Assistant Professor Sarah Lowe, author of the study, highlights that these findings underline the need for further investment in mental health services at time when air pollution is worse: ‘Particulate matter is having these more general effects, not just on symptoms but also on service use.’


While air pollution is composed of numerous pollutants, such as carbon monoxide and nitrogen dioxide caused by vehicle emissions, and sulphur dioxide from industrial plants, the study focussed on particulate matter. Professor Lowe explained that these ultrafine particles pose the biggest danger to human health, capable of ripping through lung tissue and entering the bloodstream, where it thought they influence mental health.

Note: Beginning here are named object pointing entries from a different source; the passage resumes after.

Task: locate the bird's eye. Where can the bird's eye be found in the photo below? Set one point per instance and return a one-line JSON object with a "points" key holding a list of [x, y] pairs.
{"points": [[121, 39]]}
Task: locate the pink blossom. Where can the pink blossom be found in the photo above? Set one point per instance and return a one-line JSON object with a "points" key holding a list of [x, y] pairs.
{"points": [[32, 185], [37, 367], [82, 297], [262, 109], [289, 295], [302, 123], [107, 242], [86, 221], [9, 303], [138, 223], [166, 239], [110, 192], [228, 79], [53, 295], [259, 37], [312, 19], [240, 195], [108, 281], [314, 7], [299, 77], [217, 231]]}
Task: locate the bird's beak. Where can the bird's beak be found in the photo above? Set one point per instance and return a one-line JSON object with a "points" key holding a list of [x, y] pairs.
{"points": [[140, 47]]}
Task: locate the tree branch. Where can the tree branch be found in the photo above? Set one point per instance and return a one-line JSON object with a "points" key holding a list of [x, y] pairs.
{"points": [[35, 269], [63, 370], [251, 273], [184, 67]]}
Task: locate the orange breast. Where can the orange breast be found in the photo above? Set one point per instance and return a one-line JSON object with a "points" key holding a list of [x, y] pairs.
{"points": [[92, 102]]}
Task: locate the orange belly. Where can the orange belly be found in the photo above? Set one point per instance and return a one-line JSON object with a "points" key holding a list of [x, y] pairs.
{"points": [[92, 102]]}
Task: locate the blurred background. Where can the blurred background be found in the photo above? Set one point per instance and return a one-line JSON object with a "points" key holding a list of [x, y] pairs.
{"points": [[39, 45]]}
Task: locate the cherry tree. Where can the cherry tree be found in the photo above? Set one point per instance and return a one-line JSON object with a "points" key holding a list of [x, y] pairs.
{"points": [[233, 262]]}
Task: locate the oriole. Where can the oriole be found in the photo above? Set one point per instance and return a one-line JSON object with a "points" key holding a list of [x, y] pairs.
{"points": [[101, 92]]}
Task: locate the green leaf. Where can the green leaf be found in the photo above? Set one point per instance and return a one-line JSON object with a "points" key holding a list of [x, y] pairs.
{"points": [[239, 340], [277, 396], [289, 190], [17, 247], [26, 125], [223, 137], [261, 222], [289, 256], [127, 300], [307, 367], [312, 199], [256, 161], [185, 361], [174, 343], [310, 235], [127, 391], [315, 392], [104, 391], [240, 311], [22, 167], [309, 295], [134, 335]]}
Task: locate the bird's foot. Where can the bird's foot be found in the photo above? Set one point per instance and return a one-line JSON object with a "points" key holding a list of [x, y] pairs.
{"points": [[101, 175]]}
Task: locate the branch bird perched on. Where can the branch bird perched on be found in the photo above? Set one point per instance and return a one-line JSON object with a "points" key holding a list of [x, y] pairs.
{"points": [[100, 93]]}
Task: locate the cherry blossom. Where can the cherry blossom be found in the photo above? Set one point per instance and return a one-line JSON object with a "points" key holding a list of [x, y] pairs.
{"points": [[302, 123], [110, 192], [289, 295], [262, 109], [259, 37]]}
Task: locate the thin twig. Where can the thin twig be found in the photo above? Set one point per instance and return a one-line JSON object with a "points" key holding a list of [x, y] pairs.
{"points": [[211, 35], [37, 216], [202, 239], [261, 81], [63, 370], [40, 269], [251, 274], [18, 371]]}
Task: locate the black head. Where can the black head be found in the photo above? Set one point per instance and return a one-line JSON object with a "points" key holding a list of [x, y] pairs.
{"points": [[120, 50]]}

Assistant Professor Kai Chen, senior author of the study, commented: ‘These tiny particles not only have effects on the lungs, the heart and the brain, but they also have effects on other organs of your body.’


The new study is one of the only articles that explores the link between particulate matter the utilisation of outpatient mental health services. Authors hope this leads to further research into the ways mental health is impacted by ultrafine particles.


However, Lowe and Chen also recognise that there could be other factors that caused this trend.


One reason could be the lack of competing tasks, such as outdoor or sport activities, which might result in people using mental health services. Alternatively, air pollution physical symptoms, like increased breathing, could lead people to use the services.


‘There could be other reasons that we simply couldn’t explore with the data we hand. We don’t know that level of detail, and I think that would be a really interesting direction for future research,’ Lowe stated.